2 There is a lifetime prevalence of 6-20 per 1000 cases. Increased incidence is seen with age, diabetes and pregnancy. Right side is affected in 63 percent of cases.

docchest.jpg3 The facial nerve is almost entirely a motor nerve and supplies all the muscles of the face and scalp. It also supplies salivary and lacrimal gland, taste receptors of the tongue and the stapedius muscle.

4 The diagnosis is made on clinical features – facial asymmetry, loss of forehead and nasolabial folds and when the patient smiles, the mouth is drawn towards the normal side. Fluid may escape from the affected side and food may collect between teeth and gums.

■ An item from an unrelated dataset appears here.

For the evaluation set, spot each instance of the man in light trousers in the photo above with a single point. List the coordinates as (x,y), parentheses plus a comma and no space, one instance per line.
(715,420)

5 The common causes are Herpes Virus type I, Herpes Zoster – Ramsay Hunt Syndrome, otitis media, cholesteatoma and lyme disease.

6 The prognosis is worse if there are no signs of recovery in three weeks.

7 Patients should be started on both antivirals and oral steroids (BMJ article Piercy J ,10 minute consultation: Bell’s Palsy, BMJ 2005;330:1,374). There is no universal agreement on this.

8 However there is agreement that there is more benefit if corticosteroid is started within 48 hrs of onset or at least within one week. Dose – 60 mg Prednisolone for 4 days and tapered for 6 days. Review in 7-10 days and check eye care. Review in 8-12 weeks from the onset.

9 Aciclovir is more effective in Ramsay Hunt’s syndrome dose of 800mg. Five times a day for five days.

10 If no recovery - refer to facial palsy physiotherapist with a view to trial of eutrophic stimulation.